He had to admit that he was tired. Gaston paused and searched the horizon for anything that was familiar. He had traveled so very far since that fateful night. The night that everything he had had in his old life was stripped away not by force but by a choice; the stallion had in a moment of hurt feelings snipped the threads that had bound him to his homeland. It had been a clean, yet painful task to rid himself of the life he had thought he led. Privileged from birth it had seemed until the veils of lies had been lifted from his eyes. Gaston knew without a doubt that everything he had known from his childhood was a sham. He wasn't all that anymore. He had been played with, batted around and finally he'd realized that he had only assumed that his friends were just that: ... friends and not traitors.

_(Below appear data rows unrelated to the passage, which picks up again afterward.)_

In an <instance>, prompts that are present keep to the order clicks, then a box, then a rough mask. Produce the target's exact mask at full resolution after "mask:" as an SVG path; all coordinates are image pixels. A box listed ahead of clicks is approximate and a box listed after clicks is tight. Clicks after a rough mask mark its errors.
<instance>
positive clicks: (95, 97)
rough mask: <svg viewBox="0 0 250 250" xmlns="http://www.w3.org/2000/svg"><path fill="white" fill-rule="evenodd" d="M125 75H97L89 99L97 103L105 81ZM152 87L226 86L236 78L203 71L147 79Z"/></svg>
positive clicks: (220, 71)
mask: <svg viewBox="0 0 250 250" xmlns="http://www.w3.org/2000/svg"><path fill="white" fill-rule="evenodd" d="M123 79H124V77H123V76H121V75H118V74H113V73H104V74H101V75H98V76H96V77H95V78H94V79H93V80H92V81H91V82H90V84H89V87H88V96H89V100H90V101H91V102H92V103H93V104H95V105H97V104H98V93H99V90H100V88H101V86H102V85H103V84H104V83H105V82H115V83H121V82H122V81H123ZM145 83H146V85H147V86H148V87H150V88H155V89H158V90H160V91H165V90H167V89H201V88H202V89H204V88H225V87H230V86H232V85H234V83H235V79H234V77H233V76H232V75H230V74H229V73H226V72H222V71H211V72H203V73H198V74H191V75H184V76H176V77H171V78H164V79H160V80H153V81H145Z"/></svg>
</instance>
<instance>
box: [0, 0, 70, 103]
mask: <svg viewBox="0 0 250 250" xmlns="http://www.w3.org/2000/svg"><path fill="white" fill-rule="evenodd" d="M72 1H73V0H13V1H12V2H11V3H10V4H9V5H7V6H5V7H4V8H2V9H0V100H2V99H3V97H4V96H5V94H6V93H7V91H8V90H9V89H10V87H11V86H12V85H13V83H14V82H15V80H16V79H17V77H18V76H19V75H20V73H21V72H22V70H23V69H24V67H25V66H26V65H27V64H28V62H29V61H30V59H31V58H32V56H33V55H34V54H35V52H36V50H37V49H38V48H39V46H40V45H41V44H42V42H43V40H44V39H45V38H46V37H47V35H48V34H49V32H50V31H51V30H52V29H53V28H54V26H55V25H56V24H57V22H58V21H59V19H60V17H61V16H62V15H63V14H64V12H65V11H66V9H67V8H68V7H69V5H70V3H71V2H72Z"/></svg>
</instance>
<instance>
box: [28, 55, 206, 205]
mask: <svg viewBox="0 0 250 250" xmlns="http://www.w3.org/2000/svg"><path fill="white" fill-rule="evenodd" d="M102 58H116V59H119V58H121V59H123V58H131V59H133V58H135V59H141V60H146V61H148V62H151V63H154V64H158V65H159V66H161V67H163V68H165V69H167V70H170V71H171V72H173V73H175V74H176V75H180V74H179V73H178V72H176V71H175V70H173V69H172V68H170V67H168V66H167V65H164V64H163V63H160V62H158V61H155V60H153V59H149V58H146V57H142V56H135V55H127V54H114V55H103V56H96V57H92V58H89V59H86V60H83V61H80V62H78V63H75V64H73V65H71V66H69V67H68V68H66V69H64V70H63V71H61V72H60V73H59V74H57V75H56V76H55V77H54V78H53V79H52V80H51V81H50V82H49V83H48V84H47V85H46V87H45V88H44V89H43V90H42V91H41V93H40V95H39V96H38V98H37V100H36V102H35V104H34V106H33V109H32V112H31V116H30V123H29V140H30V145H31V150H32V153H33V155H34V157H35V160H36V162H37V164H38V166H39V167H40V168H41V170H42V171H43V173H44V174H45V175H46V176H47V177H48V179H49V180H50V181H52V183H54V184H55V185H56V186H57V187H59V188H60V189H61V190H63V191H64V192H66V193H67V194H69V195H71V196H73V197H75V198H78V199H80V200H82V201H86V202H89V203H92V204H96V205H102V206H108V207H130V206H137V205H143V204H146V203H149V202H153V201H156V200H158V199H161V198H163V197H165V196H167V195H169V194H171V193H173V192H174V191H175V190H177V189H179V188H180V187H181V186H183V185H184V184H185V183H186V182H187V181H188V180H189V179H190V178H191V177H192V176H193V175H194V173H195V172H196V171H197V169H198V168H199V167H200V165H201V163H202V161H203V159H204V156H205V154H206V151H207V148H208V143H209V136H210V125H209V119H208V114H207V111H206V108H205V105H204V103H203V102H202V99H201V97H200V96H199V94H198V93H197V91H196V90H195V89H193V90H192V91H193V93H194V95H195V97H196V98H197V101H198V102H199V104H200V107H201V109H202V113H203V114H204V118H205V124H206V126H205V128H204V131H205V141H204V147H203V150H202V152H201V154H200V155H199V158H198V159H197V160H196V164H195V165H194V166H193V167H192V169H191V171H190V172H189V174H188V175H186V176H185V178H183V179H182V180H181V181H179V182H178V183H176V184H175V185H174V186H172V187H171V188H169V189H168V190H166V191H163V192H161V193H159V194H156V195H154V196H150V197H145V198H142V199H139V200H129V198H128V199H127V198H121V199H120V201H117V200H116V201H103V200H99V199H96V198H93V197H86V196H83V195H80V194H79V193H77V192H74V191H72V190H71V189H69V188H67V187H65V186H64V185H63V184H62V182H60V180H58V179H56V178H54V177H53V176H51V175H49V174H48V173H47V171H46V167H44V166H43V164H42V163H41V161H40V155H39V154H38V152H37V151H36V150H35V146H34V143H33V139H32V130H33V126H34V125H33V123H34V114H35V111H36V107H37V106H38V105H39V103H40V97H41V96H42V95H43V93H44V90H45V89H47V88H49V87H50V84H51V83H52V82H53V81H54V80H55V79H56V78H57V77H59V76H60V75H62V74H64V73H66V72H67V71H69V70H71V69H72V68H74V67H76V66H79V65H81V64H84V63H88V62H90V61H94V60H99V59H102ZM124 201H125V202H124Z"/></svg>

Now the shirt that he had left the beach with in that hasty departure was the only remnant of the life he thought he had known. It stuck to his back like a burr under the weight of the moisture that fell from the clouds. He'd at one point almost discarded the garment before realizing that it was better than going on without any sort of protective barrier from the elements. Rain battered his form, stinging as the harsh pellets struck near his eyes. The weather had gradually begun to change as he trekked further away from the tropical climate that he had been used to. Everything around him was changing: The weather, the foliage; even the fauna. Shadowy beasts flitted in and out of his line of sight; disappearing when he turned his gaze to follow the movements that he caught out of the corner of his eyes. No matter how hard he tried he couldn't pinpoint a single phantasm down. He was weary and wary; realizing almost too late that he had to stop pushing himself. The cliff had almost gone unnoticed by the blinding rain but there was some innate sense that told the stallion to STOP. Gaston felt his hoof hover in mid-air before his brain comprehended the signal it was receiving. With that signal the stallion's hooves backtracked so suddenly that he lost his balance. He toppled over onto his side and just lay there. His flanks rose and fell with the effort to regain control over the situation. A short burst of shocked laughter echoed into the night air before Gaston even realized it. His eyes fluttered shut as a brief remnant of lucidity dragged a snippet of song up from the depths of his mind.
You take a chance
You throw the dice
you risk it all
it's just a part of life
You hold on tight
to what you know
you can't hold back
you got to let it go
Every little step that you embrace
One road ends,
Another begins
And takes you to a better place
This would be the only thing he remembered when his mind began to function again. It would become his philosophy to live by. If things got too hard he’d just pull up stakes and change the scenery around him.